Created in 1955, Lucio Fontana’s Concetto spaziale demonstrates the artist’s preoccupation with the notion of space as defined within a composition. Adopting painting as his preferred medium between 1949 and 1955, the present work is a late example of Fontana’s distinct buchi series – canvases with punctured holes, which he began around 1950. Similarly, the work is part of his gessi series, translating to “chalks,” which commenced between 1954 and 1958, using chalk-like textures to blur the lines of his forms and allude to something otherworldly. Combining these two techniques, Concetto spaziale reflects the artist’s attempt to explore a realm beyond the physical, revolutionizing the relationships of space, form, infinity and materiality in art.
“As a painter working on one of my prepared canvases, I don’t want to make a picture, I want to open up space, to create a new dimension for art, to connect it up with the cosmos as it lies infinitely outstretched, beyond the flat surface or the image.
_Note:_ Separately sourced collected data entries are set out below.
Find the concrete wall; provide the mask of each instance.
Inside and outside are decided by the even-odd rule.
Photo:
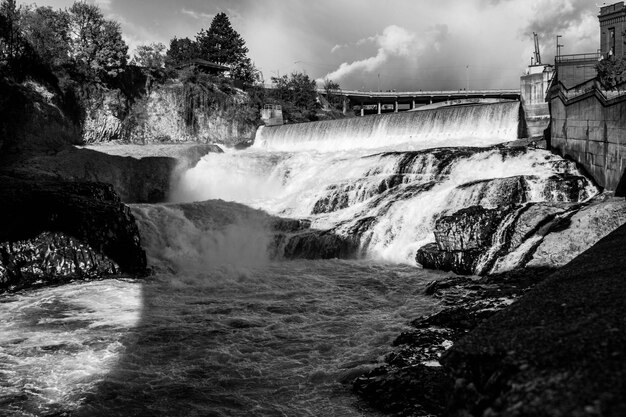
[[[261,109],[261,120],[265,126],[280,126],[283,122],[283,110],[279,106],[266,106]]]
[[[625,195],[626,95],[607,100],[592,89],[567,98],[562,86],[550,92],[551,149],[579,162],[607,190]]]
[[[547,66],[529,67],[527,74],[520,77],[521,102],[528,127],[528,136],[542,136],[550,125],[550,108],[546,102],[546,92],[552,79],[552,68]]]

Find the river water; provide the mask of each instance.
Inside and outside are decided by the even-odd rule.
[[[342,381],[432,311],[438,276],[299,260],[5,295],[0,414],[376,415]]]

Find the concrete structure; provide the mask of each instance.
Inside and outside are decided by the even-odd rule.
[[[600,60],[600,53],[559,55],[555,57],[557,79],[566,88],[583,84],[598,75],[596,64]]]
[[[626,195],[626,94],[603,91],[595,80],[582,87],[551,87],[550,149],[577,161],[601,187]]]
[[[324,95],[326,91],[318,90]],[[344,97],[344,110],[352,108],[361,116],[366,114],[381,114],[398,111],[414,110],[418,107],[441,102],[450,102],[470,99],[506,99],[519,100],[519,90],[456,90],[456,91],[407,91],[407,92],[376,92],[341,90],[336,94]]]
[[[600,52],[604,59],[622,58],[625,55],[624,31],[626,30],[626,7],[624,2],[600,8]]]
[[[550,108],[546,93],[552,82],[551,65],[531,65],[520,77],[521,102],[526,117],[528,136],[542,136],[550,126]]]
[[[261,120],[265,126],[280,126],[283,121],[283,109],[278,104],[266,104],[261,109]]]
[[[626,195],[626,92],[597,80],[600,59],[624,57],[624,2],[600,8],[601,53],[561,55],[548,92],[550,149],[580,163],[601,187]]]
[[[216,64],[215,62],[207,61],[206,59],[200,59],[200,58],[192,59],[189,62],[185,62],[184,64],[178,65],[176,68],[180,69],[180,68],[188,68],[188,67],[195,67],[206,74],[213,74],[213,75],[219,75],[226,71],[230,71],[230,67]]]

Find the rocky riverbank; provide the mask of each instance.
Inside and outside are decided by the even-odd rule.
[[[462,250],[480,248],[493,230],[473,226],[502,217],[485,212],[453,216],[476,223],[442,220],[448,233],[438,238],[456,227]],[[413,320],[354,391],[399,416],[624,415],[625,214],[624,200],[602,196],[545,222],[525,268],[431,283],[426,294],[441,310]]]

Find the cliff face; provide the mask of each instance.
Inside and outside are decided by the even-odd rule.
[[[221,87],[224,88],[224,87]],[[240,90],[210,83],[168,81],[129,99],[118,89],[91,91],[85,99],[86,143],[201,142],[236,145],[253,139],[258,110]]]

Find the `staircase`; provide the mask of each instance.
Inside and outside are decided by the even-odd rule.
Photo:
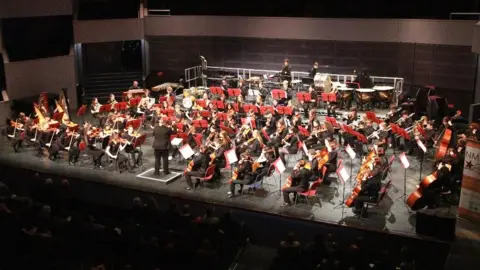
[[[84,82],[84,103],[90,104],[94,97],[104,103],[110,94],[115,94],[117,100],[120,100],[122,93],[128,90],[133,81],[142,85],[141,71],[87,74]]]

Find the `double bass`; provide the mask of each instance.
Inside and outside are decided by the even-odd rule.
[[[452,130],[448,127],[445,127],[443,132],[440,134],[440,138],[438,139],[438,147],[437,152],[435,153],[435,160],[442,159],[445,154],[447,154],[448,146],[450,145],[450,140],[452,139]]]
[[[421,199],[424,195],[425,190],[427,190],[432,185],[432,183],[437,180],[438,171],[442,167],[448,168],[449,171],[452,170],[452,166],[450,164],[440,163],[438,165],[437,170],[432,172],[430,175],[425,176],[425,178],[423,178],[422,182],[420,182],[420,185],[418,186],[418,188],[408,196],[406,203],[413,211],[417,211],[417,210],[425,207],[425,205],[422,204]]]
[[[296,174],[301,168],[310,170],[311,169],[310,162],[306,162],[305,160],[298,161],[295,167],[293,168],[292,174],[288,176],[285,184],[282,186],[282,190],[292,186],[292,175]]]

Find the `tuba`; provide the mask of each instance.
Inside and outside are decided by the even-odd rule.
[[[40,94],[40,96],[38,97],[38,103],[37,103],[37,107],[38,109],[40,109],[40,111],[42,112],[42,115],[44,113],[48,113],[49,110],[48,110],[48,96],[47,96],[47,92],[43,92]]]
[[[68,100],[65,97],[65,92],[60,90],[60,95],[58,96],[58,101],[55,101],[57,106],[57,111],[59,113],[63,112],[62,122],[70,121],[70,115],[68,113]]]
[[[43,115],[42,110],[40,110],[38,104],[33,104],[33,110],[35,111],[35,116],[37,116],[39,126],[45,123],[45,116]]]

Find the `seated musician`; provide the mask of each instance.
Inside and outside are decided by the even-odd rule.
[[[257,97],[255,98],[255,106],[257,106],[257,107],[263,106],[263,98],[262,98],[262,96],[257,96]]]
[[[110,143],[105,149],[105,153],[117,161],[120,169],[125,168],[129,172],[133,172],[132,165],[128,161],[128,155],[123,152],[126,146],[127,142],[122,139],[118,133],[114,133],[110,138]]]
[[[292,68],[290,67],[290,60],[288,58],[283,61],[283,67],[280,71],[280,79],[282,81],[287,81],[287,83],[290,83],[292,80]]]
[[[328,176],[331,173],[334,173],[337,171],[337,159],[338,159],[338,151],[337,151],[337,142],[335,139],[330,138],[326,139],[325,141],[325,146],[327,147],[328,150],[328,160],[327,162],[323,165],[323,167],[326,168],[325,175],[323,176],[323,184],[329,185],[331,180],[328,179],[326,176]],[[323,172],[323,168],[319,168],[320,172]],[[322,175],[320,175],[322,176]]]
[[[282,84],[282,89],[286,93],[286,98],[282,99],[280,101],[281,104],[286,105],[288,100],[292,100],[292,98],[295,96],[295,91],[290,88],[289,82],[287,80],[283,81]]]
[[[142,99],[150,99],[152,96],[149,89],[145,89],[145,94],[143,94]]]
[[[275,149],[270,142],[267,142],[262,148],[262,153],[254,163],[258,163],[258,168],[253,172],[253,179],[257,179],[258,175],[267,175],[270,165],[277,159]]]
[[[185,118],[185,114],[182,112],[182,109],[180,107],[180,105],[175,105],[175,119],[177,119],[177,121],[180,121],[180,119],[184,119]]]
[[[125,96],[124,102],[128,102],[128,104],[130,104],[130,100],[132,100],[132,99],[133,99],[132,92],[127,92],[127,96]]]
[[[418,148],[418,140],[420,140],[427,149],[432,148],[435,144],[435,142],[433,141],[435,136],[435,130],[433,129],[433,124],[431,122],[427,123],[424,131],[425,134],[422,136],[420,131],[418,131],[417,128],[414,128],[414,141],[410,144],[410,150],[407,153],[411,155],[414,151],[417,151],[417,159],[422,159],[424,155],[424,152]]]
[[[235,194],[235,186],[239,185],[240,189],[237,191],[239,194],[242,192],[243,185],[251,184],[255,179],[252,177],[252,160],[247,153],[240,155],[238,161],[238,167],[233,172],[232,179],[230,180],[230,191],[227,193],[228,197],[233,197]]]
[[[288,134],[282,139],[281,145],[283,146],[280,150],[280,158],[282,159],[283,164],[287,166],[285,161],[286,154],[296,154],[298,152],[298,128],[292,126],[288,128]]]
[[[283,120],[279,120],[276,122],[277,129],[273,134],[270,135],[270,138],[274,144],[276,144],[278,147],[282,144],[283,138],[287,136],[288,134],[288,129],[286,127],[285,122]]]
[[[252,133],[252,138],[254,140],[248,145],[248,153],[253,156],[259,156],[263,148],[263,139],[260,131],[254,130]]]
[[[23,148],[22,143],[25,138],[27,124],[30,122],[25,113],[21,112],[15,121],[7,120],[7,127],[2,129],[2,135],[12,140],[12,147],[15,153]]]
[[[137,81],[133,81],[132,85],[128,88],[129,90],[140,89]]]
[[[86,124],[84,127],[85,130],[85,143],[87,148],[85,153],[92,157],[94,168],[103,169],[102,167],[102,157],[105,155],[105,152],[102,149],[99,149],[95,145],[96,137],[93,136],[95,133],[92,130],[90,124]]]
[[[167,92],[165,93],[165,97],[167,97],[168,101],[175,102],[175,93],[173,92],[173,88],[171,86],[167,87]]]
[[[73,136],[73,139],[70,137],[70,145],[65,148],[68,151],[68,164],[72,166],[78,162],[80,157],[80,143],[83,141],[82,133],[83,129],[79,129],[78,132],[67,130],[67,134]]]
[[[56,129],[50,129],[50,125],[48,124],[49,120],[46,120],[44,123],[40,124],[38,127],[37,132],[37,156],[43,157],[44,150],[48,150],[49,145],[53,142],[55,138],[55,131]]]
[[[133,126],[128,126],[127,132],[122,134],[122,139],[127,143],[125,147],[125,152],[132,157],[134,166],[140,166],[142,162],[143,152],[142,149],[135,146],[135,139],[139,137],[140,134],[136,133],[133,130]]]
[[[225,79],[222,80],[222,84],[220,84],[220,88],[222,88],[223,92],[227,92],[228,88],[230,88],[227,80]]]
[[[48,158],[51,161],[56,161],[58,158],[58,153],[64,150],[65,147],[68,147],[69,141],[67,142],[67,139],[69,138],[69,136],[66,131],[66,127],[60,126],[60,128],[58,128],[55,132],[56,134],[54,136],[54,139],[52,140],[52,143],[48,148]]]
[[[103,126],[105,122],[105,117],[103,117],[102,114],[100,114],[100,108],[102,107],[102,104],[98,102],[98,98],[93,98],[92,103],[90,104],[90,113],[92,114],[93,118],[98,119],[98,125]]]
[[[395,105],[390,105],[390,110],[388,111],[386,115],[385,122],[387,123],[395,123],[399,120],[398,117],[398,108]]]
[[[457,129],[452,124],[450,117],[444,117],[442,119],[442,124],[437,129],[437,133],[435,134],[436,141],[442,139],[442,135],[446,129],[450,129],[452,131],[451,138],[457,137]],[[448,147],[453,148],[455,146],[455,142],[456,142],[455,140],[450,140],[450,144],[448,145]]]
[[[305,192],[310,185],[311,172],[307,168],[307,162],[300,160],[293,168],[290,186],[287,184],[282,188],[283,204],[282,206],[290,206],[292,202],[290,200],[290,193],[296,195],[296,193]]]
[[[192,182],[192,176],[203,177],[205,176],[205,172],[208,167],[208,163],[210,162],[210,158],[207,155],[207,147],[201,145],[199,148],[199,152],[197,152],[194,156],[192,161],[190,161],[193,166],[190,171],[185,172],[185,180],[187,182],[186,190],[192,190],[193,188],[197,188],[200,185],[200,180],[197,180],[195,184]]]
[[[214,163],[215,163],[215,175],[220,178],[222,175],[220,173],[221,168],[225,168],[225,151],[228,151],[232,147],[230,137],[228,137],[227,132],[220,131],[218,134],[218,145],[214,149]],[[212,157],[212,156],[211,156]]]
[[[388,131],[387,131],[387,124],[385,122],[381,122],[378,125],[378,130],[375,133],[375,145],[378,147],[382,147],[387,149],[388,146]]]
[[[266,100],[267,96],[270,95],[270,90],[263,85],[263,82],[258,83],[258,91],[260,92],[262,100]]]
[[[310,110],[314,109],[317,105],[317,92],[315,91],[314,85],[310,85],[308,87],[308,93],[310,94],[311,100],[310,102],[304,102],[303,100],[300,101],[300,104],[303,108],[303,113],[305,117],[308,117],[310,114]]]
[[[292,119],[290,120],[290,125],[294,127],[302,125],[302,116],[299,111],[296,111],[295,114],[293,114]]]
[[[478,130],[478,124],[477,123],[471,123],[469,128],[465,131],[465,133],[459,135],[459,137],[461,137],[463,139],[471,139],[471,140],[480,141],[480,133],[479,133],[479,130]]]
[[[413,124],[413,121],[412,121],[412,118],[409,117],[408,112],[407,111],[402,111],[402,116],[398,120],[398,125],[401,128],[406,129],[406,128],[411,127],[412,124]]]
[[[354,213],[360,214],[362,212],[364,202],[374,202],[378,199],[378,192],[382,187],[383,171],[384,168],[381,166],[380,158],[375,158],[373,169],[366,176],[366,179],[362,179],[361,191],[354,202]]]
[[[232,103],[225,104],[225,111],[227,112],[227,117],[235,118],[235,109],[233,108]]]
[[[245,100],[248,96],[248,86],[245,84],[244,80],[238,81],[238,88],[240,89],[242,97]]]
[[[263,127],[263,130],[270,136],[273,133],[275,133],[275,130],[277,128],[276,126],[276,121],[275,118],[273,117],[273,114],[269,111],[265,113],[265,126]]]
[[[195,140],[195,137],[197,136],[197,129],[195,126],[190,126],[188,128],[188,133],[187,133],[187,143],[190,145],[192,149],[195,149],[195,147],[199,146],[197,145],[197,141]]]

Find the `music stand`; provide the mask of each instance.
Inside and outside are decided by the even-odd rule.
[[[207,120],[200,120],[200,126],[202,128],[208,128],[208,121]]]
[[[217,112],[216,115],[217,115],[217,119],[218,119],[219,121],[225,121],[225,120],[227,120],[227,118],[228,118],[228,115],[227,115],[226,113],[224,113],[224,112]]]
[[[210,116],[212,116],[212,113],[210,113],[210,111],[200,111],[200,115],[203,117],[203,118],[210,118]]]
[[[247,118],[240,118],[240,121],[242,122],[242,125],[245,125],[245,122],[247,122]],[[257,125],[255,124],[255,120],[250,119],[250,125],[252,126],[253,129],[257,128]]]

By inventing the hole through the canvas, by its repeated use, I did not want to ‘decorate’ a surface—on the contrary, I tried to smash the dimensions which limit it.”
—Lucio Fontana
Windows to the Cosmos
Arranging the puncture holes in the canvas in a somewhat orderly sequence, the present work explores Fontana’s fascination with the idea of his so-called “spatial concepts.” In his buchi works, the artist is thought to be alluding to faraway galaxies, in an effort to illustrate a further, deeper sense of space. This interpretation defines the holes as small windows into another realm. The luminous, earth-toned orange set against a deep black night sky become the Earth and space, and the punctures windows through which to break the boundaries between them. The expansive hues rendering the composition place the viewer within this imagined environment, and the chalky, blurred edges of the gessi orb bring the unfamiliar yet intriguing element of space further into reality. Through this, Fontana experiments with the materiality and texture of the oil paint to illustrate the undulating world of space.
Manifesto Blanco
Fontana considers his art beyond the threshold of painting, experimenting with different kinds of mark-making to explore the notions of space, motion and dynamism. Authoring the Manifiesto Blanco in 1946, Fontana defined a new type of art, detached from the conventions of painting and connected to the dimensions of time and space. Abandoning “the practice of known art forms and [embarking] on the development of an art based on the unity of time and space,” Fontana’s aim in this manifesto would give way to the artist’s signature practice, later developing into his well-known series of slash paintings, beginning in the mid-1950s and continuing through the rest of his life.i
i Lucio Fontana, quoted in Angela Sanna, ed., “Manifesti Scritti Interviste,” Abscondita, 2015, Milan, p. 47.
Provenance
Paolo Marinotti, Milan R. Toninelli, Rome Galerie Karsten Greve, Cologne Private Collection Christie’s, London, July 1, 2008, lot 215 Acquired at the above sale by the present owner
Exhibited
Cologne, Galerie Karsten Greve, Lucio Fontana: Bilder / Paintings, September–November 1988, no. 10, pp. 10–11 (illustrated)
Literature
Enrico Crispolti, Lucio Fontana Catalogue raisonné des peintures, sculptures et environments spatiaux, vol. II, Brussels, 1974, no. 55 G 9, p. 54 (illustrated) Enrico Crispolti, Fontana Catalolgo generale, vol. I, Milan, 1986, no. 55 G 9, p. 187 (illustrated) Enrico Crispolti, Lucio Fontana Catalogo ragionato di sculture, dipinti, ambientazioni, vol. I, Milan, 2006, no. 55 G 9, p. 343 (illustrated)
signed and dated "L. Fontana 55" lower right; signed, titled and dated "L. Fontana Concetto spaziale 1955" on the reverse oil and pencil on canvas 36 7/8 x 28 7/8 in. (93.7 x 73.3 cm) Executed in 1955.